Those events are, first, the misguided effort, led by Senator Joe Biden, to partition Iraq into three mini-states, which passed the Senate 75 to 23 September 26; second, the September 16 killing of seventeen Iraqis by trigger-happy Blackwater security forces in a traffic-clogged Baghdad square; and third, the continuing American pressure to force the partial privatization of Iraq's oil, part of which, in Kurdistan, was illegally gobbled up in September by Ray Hunt of Hunt Oil, one of George W. Bush's Texas chums. Any one of these events would have been guaranteed to spark outrage among most Iraqis, but taken together they have galvanized nationalism to a degree unprecedented since the 2003 invasion. All three have been seized on as leverage by Iraqi political forces that oppose the fifty-four-month occupation of Iraq.

The Biden resolution sparked near-apoplectic outrage among vast swaths of Iraqis. The Cabinet declared, "The Iraqi government categorically rejects the resolution." The Iraqi Parliament voted to condemn it. "Iraq is not a US property," said a spokesman for the Sunni-led National Dialogue Front. The Association of Muslim Scholars, which calls itself the political arm of the Iraqi armed resistance, stated, "The Senate's adoption of [the] resolution…is not shocking, because [partitioning the country] was one of the objectives behind the invasion of Iraq." Indeed, from Richard Perle to David Wurmser, who recently resigned as Vice President Cheney's chief Middle East adviser, the neoconservatives who pushed for the war eagerly embraced the notion of redrawing the map of the region, and it didn't stop at Iraq's borders.

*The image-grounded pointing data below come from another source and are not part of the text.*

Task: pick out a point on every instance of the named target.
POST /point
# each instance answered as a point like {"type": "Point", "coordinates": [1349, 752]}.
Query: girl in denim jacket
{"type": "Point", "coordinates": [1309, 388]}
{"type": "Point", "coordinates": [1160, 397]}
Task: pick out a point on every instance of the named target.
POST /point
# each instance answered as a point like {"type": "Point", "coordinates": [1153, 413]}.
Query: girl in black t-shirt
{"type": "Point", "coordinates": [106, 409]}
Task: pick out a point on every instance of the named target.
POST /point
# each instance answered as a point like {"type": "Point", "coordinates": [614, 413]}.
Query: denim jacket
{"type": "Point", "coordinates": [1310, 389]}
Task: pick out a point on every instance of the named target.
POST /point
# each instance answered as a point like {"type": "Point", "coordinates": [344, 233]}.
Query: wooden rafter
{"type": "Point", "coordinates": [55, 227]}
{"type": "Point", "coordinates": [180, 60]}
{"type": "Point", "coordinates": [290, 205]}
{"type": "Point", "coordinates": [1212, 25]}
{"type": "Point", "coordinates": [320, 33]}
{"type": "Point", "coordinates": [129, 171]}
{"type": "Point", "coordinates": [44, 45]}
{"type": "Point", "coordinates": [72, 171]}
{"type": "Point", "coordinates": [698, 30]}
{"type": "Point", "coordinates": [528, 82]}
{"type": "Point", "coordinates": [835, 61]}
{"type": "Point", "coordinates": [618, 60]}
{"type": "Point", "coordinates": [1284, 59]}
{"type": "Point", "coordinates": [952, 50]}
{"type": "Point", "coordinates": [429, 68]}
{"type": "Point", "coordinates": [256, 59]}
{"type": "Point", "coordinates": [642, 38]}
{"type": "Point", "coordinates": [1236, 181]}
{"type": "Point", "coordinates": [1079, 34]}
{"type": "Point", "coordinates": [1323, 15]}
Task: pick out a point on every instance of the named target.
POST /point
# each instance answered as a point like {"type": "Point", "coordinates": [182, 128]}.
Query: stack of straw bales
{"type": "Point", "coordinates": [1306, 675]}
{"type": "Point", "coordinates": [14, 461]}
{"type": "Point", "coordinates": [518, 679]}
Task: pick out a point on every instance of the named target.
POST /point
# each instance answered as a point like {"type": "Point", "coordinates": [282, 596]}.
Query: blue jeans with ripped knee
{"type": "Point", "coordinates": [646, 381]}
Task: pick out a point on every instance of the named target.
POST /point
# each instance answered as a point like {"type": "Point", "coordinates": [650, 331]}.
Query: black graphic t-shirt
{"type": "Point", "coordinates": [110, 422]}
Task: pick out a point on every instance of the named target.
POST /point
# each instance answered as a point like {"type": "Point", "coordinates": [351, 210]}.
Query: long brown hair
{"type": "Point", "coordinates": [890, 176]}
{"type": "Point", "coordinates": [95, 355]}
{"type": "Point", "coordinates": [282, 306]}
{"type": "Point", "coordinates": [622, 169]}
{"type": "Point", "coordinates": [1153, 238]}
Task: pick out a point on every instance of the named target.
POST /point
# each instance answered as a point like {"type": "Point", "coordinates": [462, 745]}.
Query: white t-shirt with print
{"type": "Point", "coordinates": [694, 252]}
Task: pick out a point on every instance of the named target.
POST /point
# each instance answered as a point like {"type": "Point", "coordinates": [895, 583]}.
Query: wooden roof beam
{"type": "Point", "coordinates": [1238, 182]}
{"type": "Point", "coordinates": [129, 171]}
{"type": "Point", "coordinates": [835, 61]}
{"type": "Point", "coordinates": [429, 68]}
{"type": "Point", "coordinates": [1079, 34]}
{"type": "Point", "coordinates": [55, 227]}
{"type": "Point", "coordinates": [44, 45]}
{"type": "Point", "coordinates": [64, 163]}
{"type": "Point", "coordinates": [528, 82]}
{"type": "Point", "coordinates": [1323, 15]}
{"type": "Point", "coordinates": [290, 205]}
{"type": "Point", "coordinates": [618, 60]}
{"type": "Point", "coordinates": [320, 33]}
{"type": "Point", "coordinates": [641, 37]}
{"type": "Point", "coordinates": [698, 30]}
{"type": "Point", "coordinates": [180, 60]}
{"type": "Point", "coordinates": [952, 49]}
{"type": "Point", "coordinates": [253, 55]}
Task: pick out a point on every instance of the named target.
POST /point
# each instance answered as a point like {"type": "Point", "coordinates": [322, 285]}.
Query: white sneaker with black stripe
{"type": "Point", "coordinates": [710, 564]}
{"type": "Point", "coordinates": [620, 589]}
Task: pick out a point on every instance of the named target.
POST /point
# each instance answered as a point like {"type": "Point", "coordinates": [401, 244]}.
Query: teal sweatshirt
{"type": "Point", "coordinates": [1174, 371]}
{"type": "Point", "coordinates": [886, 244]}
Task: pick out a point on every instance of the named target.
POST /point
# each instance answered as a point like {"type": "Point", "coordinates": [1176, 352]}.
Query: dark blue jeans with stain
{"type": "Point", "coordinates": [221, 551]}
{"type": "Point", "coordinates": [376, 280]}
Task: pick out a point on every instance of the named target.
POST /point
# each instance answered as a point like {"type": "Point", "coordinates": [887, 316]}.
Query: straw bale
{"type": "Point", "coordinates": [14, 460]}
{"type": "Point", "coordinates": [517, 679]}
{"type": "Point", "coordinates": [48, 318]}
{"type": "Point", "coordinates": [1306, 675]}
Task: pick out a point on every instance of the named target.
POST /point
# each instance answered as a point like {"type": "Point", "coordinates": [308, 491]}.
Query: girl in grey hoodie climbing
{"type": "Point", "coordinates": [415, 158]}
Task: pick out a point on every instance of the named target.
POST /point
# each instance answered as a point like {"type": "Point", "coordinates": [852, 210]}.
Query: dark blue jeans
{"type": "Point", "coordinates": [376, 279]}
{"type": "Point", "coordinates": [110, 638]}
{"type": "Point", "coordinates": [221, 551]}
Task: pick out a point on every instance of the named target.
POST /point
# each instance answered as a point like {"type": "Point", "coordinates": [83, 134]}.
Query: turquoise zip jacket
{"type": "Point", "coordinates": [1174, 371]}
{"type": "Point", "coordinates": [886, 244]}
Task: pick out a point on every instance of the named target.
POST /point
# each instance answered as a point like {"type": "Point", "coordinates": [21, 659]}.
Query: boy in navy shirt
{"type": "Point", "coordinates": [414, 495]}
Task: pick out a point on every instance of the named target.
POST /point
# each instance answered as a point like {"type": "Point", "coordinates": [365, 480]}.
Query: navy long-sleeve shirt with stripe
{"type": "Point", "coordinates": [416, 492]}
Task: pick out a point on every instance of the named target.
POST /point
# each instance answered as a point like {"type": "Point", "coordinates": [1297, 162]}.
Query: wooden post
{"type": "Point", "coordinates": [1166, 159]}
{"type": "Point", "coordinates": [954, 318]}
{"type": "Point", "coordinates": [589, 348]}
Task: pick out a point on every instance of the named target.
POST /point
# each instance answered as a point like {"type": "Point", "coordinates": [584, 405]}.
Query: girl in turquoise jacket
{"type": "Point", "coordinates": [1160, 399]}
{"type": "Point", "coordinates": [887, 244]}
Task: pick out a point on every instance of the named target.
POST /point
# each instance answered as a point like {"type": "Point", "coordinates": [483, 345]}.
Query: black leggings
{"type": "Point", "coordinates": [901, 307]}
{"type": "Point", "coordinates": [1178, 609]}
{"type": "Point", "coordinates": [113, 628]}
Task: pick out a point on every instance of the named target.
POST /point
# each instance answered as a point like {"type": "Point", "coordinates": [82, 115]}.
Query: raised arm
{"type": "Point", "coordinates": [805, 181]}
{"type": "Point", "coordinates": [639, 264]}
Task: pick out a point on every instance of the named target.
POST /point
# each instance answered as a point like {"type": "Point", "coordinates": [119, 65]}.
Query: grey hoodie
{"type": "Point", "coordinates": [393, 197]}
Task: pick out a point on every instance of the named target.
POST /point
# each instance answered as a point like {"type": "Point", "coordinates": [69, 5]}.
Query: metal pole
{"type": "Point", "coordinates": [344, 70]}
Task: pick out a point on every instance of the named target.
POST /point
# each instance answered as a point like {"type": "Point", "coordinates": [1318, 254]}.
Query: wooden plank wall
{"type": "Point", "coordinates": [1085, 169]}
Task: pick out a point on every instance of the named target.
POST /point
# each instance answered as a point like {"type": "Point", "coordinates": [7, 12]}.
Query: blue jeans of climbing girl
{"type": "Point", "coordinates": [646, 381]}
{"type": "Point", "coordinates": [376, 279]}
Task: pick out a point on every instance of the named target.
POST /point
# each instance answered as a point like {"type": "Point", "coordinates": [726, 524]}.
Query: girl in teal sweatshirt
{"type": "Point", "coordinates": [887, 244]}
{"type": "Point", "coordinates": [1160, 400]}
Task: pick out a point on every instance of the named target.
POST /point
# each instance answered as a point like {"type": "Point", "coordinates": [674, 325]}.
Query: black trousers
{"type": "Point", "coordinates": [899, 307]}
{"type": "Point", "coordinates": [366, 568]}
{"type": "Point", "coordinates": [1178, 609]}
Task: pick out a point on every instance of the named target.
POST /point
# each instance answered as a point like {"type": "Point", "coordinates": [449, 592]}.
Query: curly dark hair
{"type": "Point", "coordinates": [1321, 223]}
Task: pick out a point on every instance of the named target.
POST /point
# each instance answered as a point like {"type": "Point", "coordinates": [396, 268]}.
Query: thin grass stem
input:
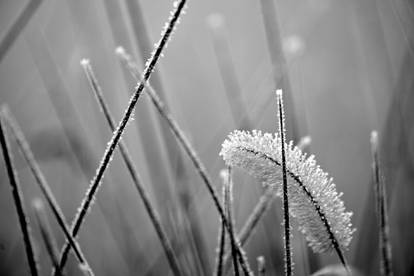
{"type": "Point", "coordinates": [190, 151]}
{"type": "Point", "coordinates": [264, 203]}
{"type": "Point", "coordinates": [228, 203]}
{"type": "Point", "coordinates": [18, 198]}
{"type": "Point", "coordinates": [278, 61]}
{"type": "Point", "coordinates": [18, 26]}
{"type": "Point", "coordinates": [261, 266]}
{"type": "Point", "coordinates": [286, 223]}
{"type": "Point", "coordinates": [46, 233]}
{"type": "Point", "coordinates": [136, 178]}
{"type": "Point", "coordinates": [221, 243]}
{"type": "Point", "coordinates": [382, 212]}
{"type": "Point", "coordinates": [107, 157]}
{"type": "Point", "coordinates": [227, 69]}
{"type": "Point", "coordinates": [27, 153]}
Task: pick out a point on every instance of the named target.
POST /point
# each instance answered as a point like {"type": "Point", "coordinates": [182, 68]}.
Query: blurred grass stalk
{"type": "Point", "coordinates": [381, 208]}
{"type": "Point", "coordinates": [218, 271]}
{"type": "Point", "coordinates": [108, 154]}
{"type": "Point", "coordinates": [228, 208]}
{"type": "Point", "coordinates": [151, 210]}
{"type": "Point", "coordinates": [192, 154]}
{"type": "Point", "coordinates": [25, 150]}
{"type": "Point", "coordinates": [261, 208]}
{"type": "Point", "coordinates": [18, 26]}
{"type": "Point", "coordinates": [46, 233]}
{"type": "Point", "coordinates": [18, 198]}
{"type": "Point", "coordinates": [82, 152]}
{"type": "Point", "coordinates": [141, 42]}
{"type": "Point", "coordinates": [286, 218]}
{"type": "Point", "coordinates": [282, 81]}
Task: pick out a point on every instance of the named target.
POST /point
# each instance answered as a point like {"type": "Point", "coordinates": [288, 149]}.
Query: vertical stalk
{"type": "Point", "coordinates": [25, 150]}
{"type": "Point", "coordinates": [151, 210]}
{"type": "Point", "coordinates": [382, 212]}
{"type": "Point", "coordinates": [107, 157]}
{"type": "Point", "coordinates": [18, 198]}
{"type": "Point", "coordinates": [286, 223]}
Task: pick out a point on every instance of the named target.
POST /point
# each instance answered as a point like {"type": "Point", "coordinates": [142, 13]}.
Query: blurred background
{"type": "Point", "coordinates": [347, 68]}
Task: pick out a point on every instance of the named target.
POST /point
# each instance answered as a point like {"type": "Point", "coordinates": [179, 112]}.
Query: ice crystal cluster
{"type": "Point", "coordinates": [313, 199]}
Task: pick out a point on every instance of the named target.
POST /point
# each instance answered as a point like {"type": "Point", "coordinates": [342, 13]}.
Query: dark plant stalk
{"type": "Point", "coordinates": [46, 233]}
{"type": "Point", "coordinates": [25, 150]}
{"type": "Point", "coordinates": [18, 27]}
{"type": "Point", "coordinates": [228, 203]}
{"type": "Point", "coordinates": [278, 61]}
{"type": "Point", "coordinates": [221, 243]}
{"type": "Point", "coordinates": [151, 210]}
{"type": "Point", "coordinates": [286, 223]}
{"type": "Point", "coordinates": [18, 198]}
{"type": "Point", "coordinates": [192, 154]}
{"type": "Point", "coordinates": [264, 203]}
{"type": "Point", "coordinates": [88, 199]}
{"type": "Point", "coordinates": [382, 212]}
{"type": "Point", "coordinates": [261, 266]}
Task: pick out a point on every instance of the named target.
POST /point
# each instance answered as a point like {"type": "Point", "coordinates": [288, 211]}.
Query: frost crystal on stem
{"type": "Point", "coordinates": [313, 199]}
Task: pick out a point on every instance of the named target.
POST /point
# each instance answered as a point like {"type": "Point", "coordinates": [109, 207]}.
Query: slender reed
{"type": "Point", "coordinates": [190, 151]}
{"type": "Point", "coordinates": [27, 153]}
{"type": "Point", "coordinates": [228, 74]}
{"type": "Point", "coordinates": [149, 67]}
{"type": "Point", "coordinates": [382, 212]}
{"type": "Point", "coordinates": [228, 203]}
{"type": "Point", "coordinates": [222, 235]}
{"type": "Point", "coordinates": [136, 178]}
{"type": "Point", "coordinates": [18, 198]}
{"type": "Point", "coordinates": [18, 26]}
{"type": "Point", "coordinates": [261, 266]}
{"type": "Point", "coordinates": [264, 203]}
{"type": "Point", "coordinates": [46, 233]}
{"type": "Point", "coordinates": [286, 223]}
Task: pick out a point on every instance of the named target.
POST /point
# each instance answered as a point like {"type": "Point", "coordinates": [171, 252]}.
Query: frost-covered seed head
{"type": "Point", "coordinates": [313, 199]}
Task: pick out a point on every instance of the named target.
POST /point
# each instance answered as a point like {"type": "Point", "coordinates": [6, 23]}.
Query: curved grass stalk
{"type": "Point", "coordinates": [136, 178]}
{"type": "Point", "coordinates": [107, 157]}
{"type": "Point", "coordinates": [314, 200]}
{"type": "Point", "coordinates": [286, 222]}
{"type": "Point", "coordinates": [190, 151]}
{"type": "Point", "coordinates": [382, 212]}
{"type": "Point", "coordinates": [18, 198]}
{"type": "Point", "coordinates": [27, 153]}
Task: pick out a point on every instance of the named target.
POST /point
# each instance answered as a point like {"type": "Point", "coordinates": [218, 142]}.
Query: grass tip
{"type": "Point", "coordinates": [85, 62]}
{"type": "Point", "coordinates": [37, 203]}
{"type": "Point", "coordinates": [279, 93]}
{"type": "Point", "coordinates": [120, 50]}
{"type": "Point", "coordinates": [215, 20]}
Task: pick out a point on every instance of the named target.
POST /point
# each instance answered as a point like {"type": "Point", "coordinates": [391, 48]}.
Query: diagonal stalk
{"type": "Point", "coordinates": [18, 198]}
{"type": "Point", "coordinates": [192, 154]}
{"type": "Point", "coordinates": [27, 153]}
{"type": "Point", "coordinates": [136, 178]}
{"type": "Point", "coordinates": [93, 188]}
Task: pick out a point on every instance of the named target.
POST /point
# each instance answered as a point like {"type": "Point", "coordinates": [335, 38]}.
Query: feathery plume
{"type": "Point", "coordinates": [314, 201]}
{"type": "Point", "coordinates": [18, 198]}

Meanwhile, the Blackwater massacre brought into sharp focus what, for Iraqis, has been one of the ugliest parts of the occupation: the arrogant behavior of the US diplomatic and military convoys in the streets of the capital. At best, these cowboy convoys are a painful reminder that the country is occupied, as they set up arbitrary roadblocks, speed through oncoming traffic in the wrong lanes and routinely smash through stopped or parked vehicles. At worst, they engage in criminal assaults against civilians. The most recent Blackwater incident crystallized a long-simmering resentment that has touched off a showdown between the Iraqi government and US authorities. Even subservient Prime Minister Nuri al-Maliki declared that Blackwater is "unfit to stay in Iraq."

The Hunt Oil deal with the Kurds, one of several pending oil contracts worth hundreds of millions of dollars, may have put the last nail in the coffin of the US effort to force Iraq to rewrite its oil laws. Like the Biden resolution and the Blackwater shooting, the Hunt deal unleashed pent-up anger among Iraqi Arab leaders, who called the deal illegal, since under current Iraqi law only the central government in Baghdad, not the Kurds, can approve oil deals. The nationalization of Iraq's oil in 1972 by Saddam Hussein, after a decades-long struggle between Iraq and the Anglo-American oil cartel, was a landmark event, the first major oil nationalization in the region since the Iranian government of Prime Minister Mohammed Mossadegh took over the British oil interests there and, for his efforts, was toppled in 1953 by a CIA-engineered coup inspired by that cartel. In Arab Iraq, if not in Kurdistan, the national oil industry is sacrosanct. If the United States intended to confirm Iraqis' belief that the invasion was about grabbing their country's oil, the US effort to open up the industry to foreign investors is perfectly designed to do so.